La semaine dernière, nous commencions notre humeur par une exclamation interrogative enthousiaste : « Mais où s'arrêtera Mario Draghi ? », soulignant la chance que la zone euro avait d'avoir ce dernier à la tête de la BCE. Aujourd'hui, une autre question similaire se pose, mais avec beaucoup moins d'enthousiasme : « où s'arrêtera la descente aux enfers de François Hollande, du gouvernement Valls et plus globalement de la France ? »



Marc Touati
Marc Touati
En effet, disons-le clairement : nous sommes très inquiets pour l'avenir de notre économie et de notre douce France. Certes, cela fait une dizaine d'années que nous exprimons régulièrement nos inquiétudes en la matière. Seulement voilà, plus les années passent, plus le fossé se creuse entre l'efficacité économico-sociale et la politique hexagonale.

La récente « opération vérité » de Monsieur Sapin sur les comptes publics n'y change rien. Et pour cause : cela fait un an que nous anticipons un déficit public d'environ 4,5 % du PIB pour l'année 2014. Or, nous ne sommes pas devins.

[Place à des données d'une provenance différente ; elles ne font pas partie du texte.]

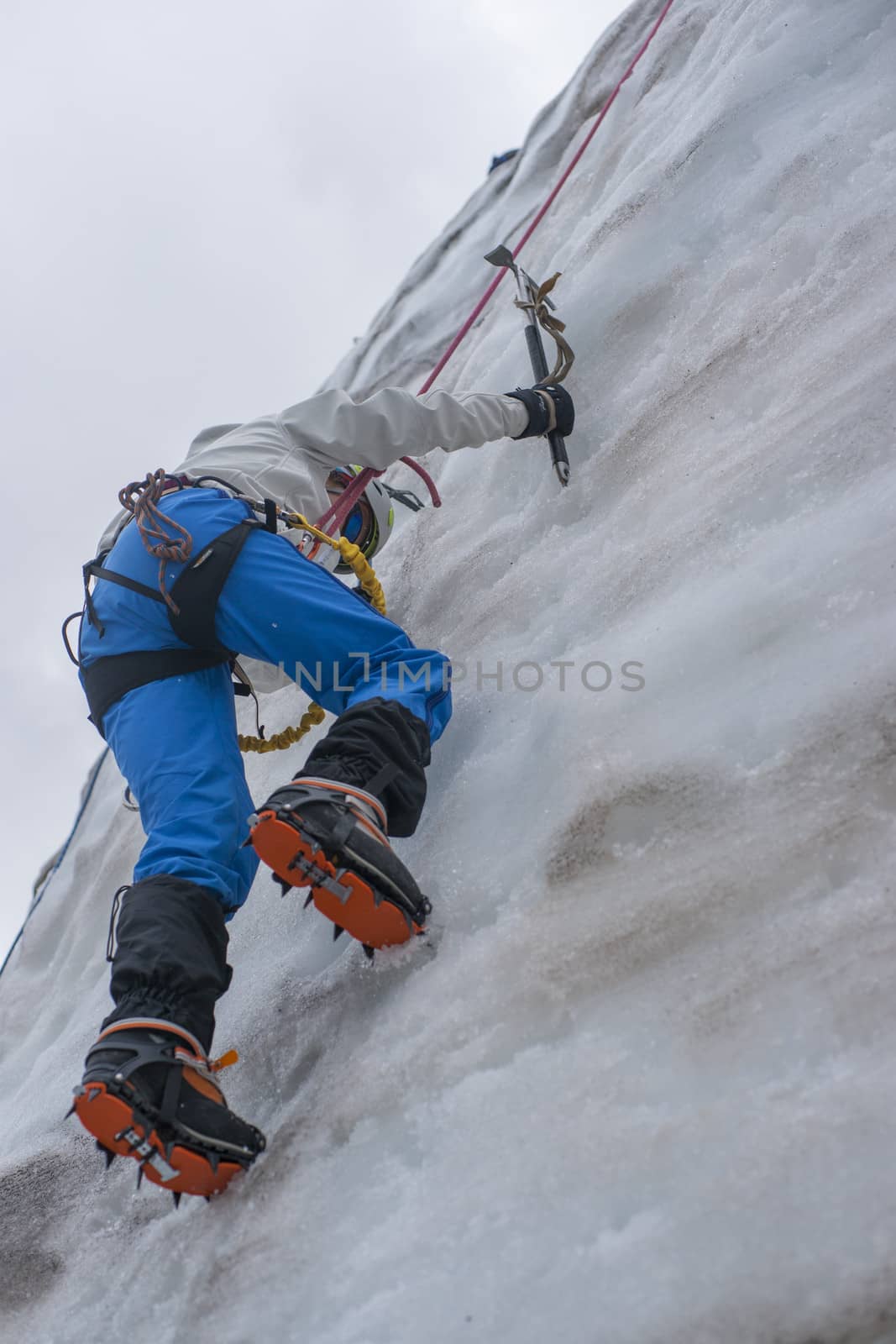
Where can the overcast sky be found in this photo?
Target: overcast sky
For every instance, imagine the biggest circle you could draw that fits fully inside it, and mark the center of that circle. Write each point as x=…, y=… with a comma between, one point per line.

Nous essayons simplement de regarder la réalité en face et d'avoir du bon sens : depuis plus d'un an, toutes les personnes censées savaient qu'avec les mesures prises par le gouvernement (notamment en matière fiscale), il était impossible de retrouver le chemin de la croissance forte et, par là même, de réduire le chômage et les déficits publics.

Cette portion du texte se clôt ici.